Testé d’abord avec des mannequins, puis avec un porc qui est « arrivé à bord intact mais dans un état désorienté », le dispositif est essayé sur des humains à l’été 1958. Les cobayes ont rapporté que la secousse était plus douce que l’ouverture d’un parachute, comparant la sensation à « un coup de pied aux fesses ». Le capitaine John Cadwalader propose alors d’utiliser cette invention pour l’opération baptisée Project Coldfeet.
Infiltration extrême : l’assaut secret sur la station NP8

L’opération nécessitait le feu vert de la Marine, en collaboration avec la CIA, la Defense Intelligence Agency et l’Office of Naval Research. Craignant un échec mortel — d’autant que l’un des hommes sélectionnés, le géophysicien antarctique et lieutenant Leonard A. LeSchack, n’avait aucune expérience en parachutisme et a dû suivre une formation express —, le commandement tarde à donner son accord. Lorsque l’autorisation arrive enfin, NP9 a dérivé trop loin. Mais en mars 1962, la découverte d’une autre station désertée par les Soviétiques, NP8, relance le projet à seulement 600 milles de la base canadienne de Resolute Bay.
Le 28 mai 1962, après une tentative manquée le 26 mai en raison de la visibilité, un bombardier B-17 Flying Fortress appartenant à Intermountain Aviation (une société écran de la CIA) décolle avec le lieutenant LeSchack et le commandant James Smith, parachutiste et linguiste expert en russe. Les deux hommes sont largués avec succès sur la banquise pour une mission d’exploration limitée à 72 heures.

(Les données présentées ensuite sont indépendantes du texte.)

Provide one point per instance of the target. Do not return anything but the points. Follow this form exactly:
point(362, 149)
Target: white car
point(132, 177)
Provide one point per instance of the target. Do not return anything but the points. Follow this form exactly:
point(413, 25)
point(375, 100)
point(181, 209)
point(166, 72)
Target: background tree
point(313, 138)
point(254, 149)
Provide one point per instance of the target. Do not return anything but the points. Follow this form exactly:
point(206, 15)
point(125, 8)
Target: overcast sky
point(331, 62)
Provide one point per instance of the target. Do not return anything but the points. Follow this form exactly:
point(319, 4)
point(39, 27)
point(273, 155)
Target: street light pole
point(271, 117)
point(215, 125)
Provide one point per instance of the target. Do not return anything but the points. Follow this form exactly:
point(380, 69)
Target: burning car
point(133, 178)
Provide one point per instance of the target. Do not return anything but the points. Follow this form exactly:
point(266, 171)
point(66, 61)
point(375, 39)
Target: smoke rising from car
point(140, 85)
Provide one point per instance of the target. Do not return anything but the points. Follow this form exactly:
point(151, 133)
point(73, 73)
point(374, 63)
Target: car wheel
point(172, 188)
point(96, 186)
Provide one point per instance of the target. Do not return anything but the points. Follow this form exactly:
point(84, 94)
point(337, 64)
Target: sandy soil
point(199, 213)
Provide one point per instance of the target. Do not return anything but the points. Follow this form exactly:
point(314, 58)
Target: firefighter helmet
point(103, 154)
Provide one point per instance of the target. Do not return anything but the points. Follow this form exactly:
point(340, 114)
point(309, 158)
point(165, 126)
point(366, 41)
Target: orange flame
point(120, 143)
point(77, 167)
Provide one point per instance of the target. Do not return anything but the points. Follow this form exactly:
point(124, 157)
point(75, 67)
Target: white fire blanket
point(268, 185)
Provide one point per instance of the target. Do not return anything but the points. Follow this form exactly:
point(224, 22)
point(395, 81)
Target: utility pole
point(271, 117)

Sur place, les deux spécialistes rassemblent environ 68 kilos de matériel d’intérêt stratégique, comprenant des films développés, des documents et des échantillons d’équipements. Alors que la récupération prévue le 31 mai est repoussée en raison de tempêtes, l’extraction se déroule finalement le 2 juin dans des conditions extrêmes, sous des vents de 30 nœuds et une visibilité médiocre donnant à la glace une teinte grisâtre.
Révélations de la Guerre froide et postérité d’une technologie hors norme

Malgré les bourrasques de vent qui menaçaient d’emporter les sacs de précieux documents, l’extraction au moyen du Skyhook est un succès total. L’analyse des objets rapportés révèle que l’URSS possédait une avance considérable dans la recherche océanographique et les technologies de lutte anti-sous-marine en milieu polaire. Le capitaine Cadwalader souligne à l’époque que ces découvertes témoignent d’une « longue expérience dans ce domaine et de la grande importance que leur gouvernement y attache ».
Le système Skyhook, ultérieurement nommé STAR (Surface-to-Air Recovery), continue d’être exploité pour l’exfiltration d’agents jusqu’à un accident mortel survenu en 1982 lors des exercices Flintlock, comme l’indiquent des documents d’archives de la bibliothèque Ronald Reagan. La technologie reste utilisée pour la récupération de matériel jusqu’au milieu des années 1990, avant d’être remplacée par des hélicoptères à long rayon d’action équipés pour le ravitaillement en vol.
Au-delà du domaine militaire, le Skyhook a marqué la culture populaire en apparaissant dès 1965 dans le film de James Bond Opération Tonnerre, puis en 1968 dans Les Bérets verts. Robert E. Fulton Jr. s’est éteint en 2004 à l’âge de 95 ans. Son invention continue d’inspirer les histoires d’espionnage, faisant le lien entre les exploits réels de la Guerre froide et les fictions modernes.